Add test for constant_keyword fields on alerts-only rules

terrancedejesus · terrancedejesus · commit 6f048cecf968 · 2026-04-28T11:23:39.000-04:00
diff --git a/detection_rules/rule_validators.py b/detection_rules/rule_validators.py
@@ -762,7 +762,8 @@ def unique_fields(self) -> list[str]:  # type: ignore[reportIncompatibleMethodOv
             return [field["name"] for field in self.esql_unique_fields]
         return []
 
-    def get_esql_query_indices(self, query: str) -> tuple[str, list[str]]:
+    @staticmethod
+    def get_esql_query_indices(query: str) -> tuple[str, list[str]]:
         """Extract indices from an ES|QL query."""

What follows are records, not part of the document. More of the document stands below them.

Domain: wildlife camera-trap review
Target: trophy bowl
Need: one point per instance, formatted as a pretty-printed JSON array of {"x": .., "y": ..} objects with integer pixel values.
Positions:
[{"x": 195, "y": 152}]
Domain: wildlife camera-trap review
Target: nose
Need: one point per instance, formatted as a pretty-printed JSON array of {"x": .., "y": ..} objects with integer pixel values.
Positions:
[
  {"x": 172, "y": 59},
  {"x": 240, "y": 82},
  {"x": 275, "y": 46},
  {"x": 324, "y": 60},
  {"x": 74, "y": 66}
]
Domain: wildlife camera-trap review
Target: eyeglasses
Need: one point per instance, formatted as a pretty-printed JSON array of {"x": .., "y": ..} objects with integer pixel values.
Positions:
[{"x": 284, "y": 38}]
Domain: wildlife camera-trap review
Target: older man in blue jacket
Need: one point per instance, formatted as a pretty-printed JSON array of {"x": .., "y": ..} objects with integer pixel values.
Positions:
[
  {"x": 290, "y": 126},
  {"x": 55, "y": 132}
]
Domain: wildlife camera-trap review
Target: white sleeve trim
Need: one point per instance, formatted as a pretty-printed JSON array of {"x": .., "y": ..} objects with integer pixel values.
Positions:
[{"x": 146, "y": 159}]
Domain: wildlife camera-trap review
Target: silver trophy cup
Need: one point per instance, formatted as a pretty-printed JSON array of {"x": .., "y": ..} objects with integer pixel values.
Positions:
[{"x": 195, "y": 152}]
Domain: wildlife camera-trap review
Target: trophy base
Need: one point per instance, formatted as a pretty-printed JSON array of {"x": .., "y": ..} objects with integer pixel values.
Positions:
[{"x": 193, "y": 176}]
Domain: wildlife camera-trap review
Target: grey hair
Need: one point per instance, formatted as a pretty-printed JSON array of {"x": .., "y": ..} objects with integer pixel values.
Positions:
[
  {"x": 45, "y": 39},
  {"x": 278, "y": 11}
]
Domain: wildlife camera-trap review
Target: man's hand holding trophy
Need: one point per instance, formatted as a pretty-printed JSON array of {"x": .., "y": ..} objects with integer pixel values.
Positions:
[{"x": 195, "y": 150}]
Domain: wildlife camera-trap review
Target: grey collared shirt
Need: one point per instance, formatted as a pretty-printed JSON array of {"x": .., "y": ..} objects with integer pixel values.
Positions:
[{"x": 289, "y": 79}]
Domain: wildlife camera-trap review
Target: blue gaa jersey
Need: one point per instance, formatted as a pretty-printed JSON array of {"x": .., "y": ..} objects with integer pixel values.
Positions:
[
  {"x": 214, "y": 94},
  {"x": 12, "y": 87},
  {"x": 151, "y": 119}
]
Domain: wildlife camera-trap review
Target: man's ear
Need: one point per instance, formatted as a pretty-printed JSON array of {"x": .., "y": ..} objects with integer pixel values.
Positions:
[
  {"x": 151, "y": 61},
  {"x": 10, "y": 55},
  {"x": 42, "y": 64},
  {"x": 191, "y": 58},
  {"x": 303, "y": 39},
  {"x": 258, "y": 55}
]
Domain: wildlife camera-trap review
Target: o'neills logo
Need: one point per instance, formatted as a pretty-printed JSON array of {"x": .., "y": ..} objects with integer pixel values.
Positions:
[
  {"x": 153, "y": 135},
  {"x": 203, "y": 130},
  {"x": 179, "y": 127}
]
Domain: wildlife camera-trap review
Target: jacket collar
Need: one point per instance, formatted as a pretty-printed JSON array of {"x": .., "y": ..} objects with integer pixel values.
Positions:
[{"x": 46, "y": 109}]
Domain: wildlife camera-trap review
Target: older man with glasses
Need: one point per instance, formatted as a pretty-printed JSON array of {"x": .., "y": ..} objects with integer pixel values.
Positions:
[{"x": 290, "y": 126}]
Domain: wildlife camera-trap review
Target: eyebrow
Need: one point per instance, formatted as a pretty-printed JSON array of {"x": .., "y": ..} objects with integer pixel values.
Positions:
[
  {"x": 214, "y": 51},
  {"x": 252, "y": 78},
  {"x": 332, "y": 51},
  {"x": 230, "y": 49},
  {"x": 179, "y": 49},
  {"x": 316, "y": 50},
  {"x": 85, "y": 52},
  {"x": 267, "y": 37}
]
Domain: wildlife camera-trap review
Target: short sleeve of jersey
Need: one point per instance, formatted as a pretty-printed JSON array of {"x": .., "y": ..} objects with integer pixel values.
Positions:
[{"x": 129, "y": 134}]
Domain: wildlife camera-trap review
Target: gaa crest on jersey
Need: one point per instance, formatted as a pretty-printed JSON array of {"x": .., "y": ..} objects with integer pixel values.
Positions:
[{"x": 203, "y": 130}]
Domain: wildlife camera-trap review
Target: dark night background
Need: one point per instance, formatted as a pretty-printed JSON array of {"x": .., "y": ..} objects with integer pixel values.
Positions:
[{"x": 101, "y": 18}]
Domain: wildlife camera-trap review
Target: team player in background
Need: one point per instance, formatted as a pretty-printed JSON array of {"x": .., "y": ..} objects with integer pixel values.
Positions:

         match = FROM_SOURCES_REGEX.search(query)
         if not match:
diff --git a/pyproject.toml b/pyproject.toml
@@ -1,6 +1,6 @@
 [project]
 name = "detection_rules"
-version = "1.6.27"
+version = "1.6.28"
 description = "Detection Rules is the home for rules used by Elastic Security. This repository is used for the development, maintenance, testing, validation, and release of rules for Elastic Security’s Detection Engine."
 readme = "README.md"
 requires-python = ">=3.12"
diff --git a/tests/test_all_rules.py b/tests/test_all_rules.py
@@ -17,7 +17,7 @@
 from marshmallow import ValidationError
 from semver import Version
 
-from detection_rules import atlas, attack
+from detection_rules import atlas, attack, ecs
 from detection_rules.config import load_current_package_version
 from detection_rules.integrations import (
     find_latest_compatible_version,
@@ -34,6 +34,7 @@
     TOMLRuleContents,
 )
 from detection_rules.rule_loader import FILE_PATTERN, RULES_CONFIG
+from detection_rules.rule_validators import ESQLValidator
 from detection_rules.schemas import definitions, get_min_supported_stack_version, get_stack_schemas
 from detection_rules.utils import INTEGRATION_RULE_DIR, PatchedTemplate, get_path, load_etc_dump, make_git
 from detection_rules.version_lock import loaded_version_lock
@@ -43,6 +44,21 @@
 PACKAGE_STACK_VERSION = Version.parse(current_stack_version(), optional_minor_and_patch=True)
 
 
+def _strip_query_literals(query: str) -> str:
+    """Strip string literals and line comments from a query body.
+
+    Used when scanning ES|QL / KQL / EQL queries for field references via regex,
+    so matches inside string literals (e.g. KQL filters embedded as
+    KQL(\"\"\"...\"\"\")) and inside `// comments` don't false-positive.
+    Triple-quoted, double-quoted, and `//` comments cover the patterns used by
+    rules in this repo.
+    """
+    query = re.sub(r'"""[\s\S]*?"""', "", query)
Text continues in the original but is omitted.